La autoridad de la Escritura

  Cuando esas cartas se escribieron, Pablo era consciente del hecho de que estaba hablando con la autoridad del Señor y de que sus escritos se utilizarían como una prueba de fe: “Si alguno no obedece a lo que decimos por medio de esta carta, a ese señaladlo, y no os juntéis con él” (2 Tes. 3: 14). De acuerdo con Pablo tanto sus mensajes escritos como hablados provenían directamente de Dios, y por lo tanto eran autoritativos: “Por lo cual también nosotros sin cesar damos gracias a Dios, de que cuando recibisteis la Palabra de Dios creísteis en nosotros, la recibisteis no como palabra de hombres, sino según es verdad, la Palabra de Dios, la cual actúa en vosotros los creyentes” (1 Tes. 2:13). “Si alguno se cree profeta, o espiritual, reconozca que lo que os escribo son mandamientos del Señor” (1 Cor. 14:37).

  Cuando leemos que el propósito de la Escritura es la enseñanza para corregir, redargüir, e instruir en justicia, interpretamos que eso significa que la Escritura es el árbitro final y la norma que determina qué es la verdad. Toda escritura no canónica, sea inspirada o no, debe medirse con la prueba final de la Escritura, y toda enseñanza o práctica que no armonice con esa prueba debe rechazarse.

  Creemos que el canon inspirado se limita a 66 libros del Antiguo y el Nuevo Testamento. “Los Adventistas del Séptimo Día aceptan la Biblia completa, y creen que no contiene meramente la Palabra de Dios, sino que es la Palabra de Dios” (Adventist Review, 1980, pág. 10). Rechazamos la idea de que exista “un canon dentro del canon”, como así también la posibilidad de que los escritos de cualquier reformador o escritor de la actualidad pudiera ser incluido en el canon Para nosotros, el canon se cerró al final del primer siglo de la era cristiana, aunque fue después de dos o tres siglos que la iglesia cristiana reconoció dónde estaban los límites del canon. Rechazamos la posibilidad de que los escritos intertestamentarios, tales como los apócrifos y los pseudoepigráficos, pudieran incluirse en el canon, pues en ninguna parte del Nuevo Testamento se los considera “Escritura” ni se los cita con las palabras “escrito está”.

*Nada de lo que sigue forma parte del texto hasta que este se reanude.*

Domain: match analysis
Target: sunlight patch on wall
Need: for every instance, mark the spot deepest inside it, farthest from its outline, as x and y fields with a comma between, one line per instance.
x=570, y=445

  La autoridad de la Biblia se extiende más allá de ser una prueba de doctrina, e incluye áreas tales como ciencias, historia, salud, y educación. Sus consejos proveen una guía infalible para determinar la ética personal y establecer las relaciones interpersonales. De hecho, no hay ningún aspecto de la vida diaria que no sea abordado por sus principios básicos. La Biblia nos provee de todo lo necesario para la vida cristiana y, si se la sigue, nos conducirá finalmente a la vida eterna (véase Juan 5: 39). Sólo con la ayuda del Espíritu Santo puede el hombre interpretar correctamente las Escrituras y correctamente aplicar sus principios diariamente (véase Juan 16: 13).

  Además del don de Cristo que murió en la cruz, el don más precioso entregado por Dios a la humanidad es el de su Palabra. No hay otra herramienta más poderosa para quienes han aceptado a Cristo como su Salvador que la Biblia. Así como la Palabra hablada trajo la vida a la existencia sobre este planeta en la creación, así la palabra crea una nueva vida en el alma pecaminosa del hombre (véase Sal. 33: 6). “Las palabras que yo os he hablado son espíritu y son vida”; “y ésta es la vida eterna: que te conozcan a ti el único Dios verdadero, y a Jesucristo, a quien has enviado” (Juan 6: 63; 17: 3). ¿Cómo podemos conocer al uno si no conocemos al otro?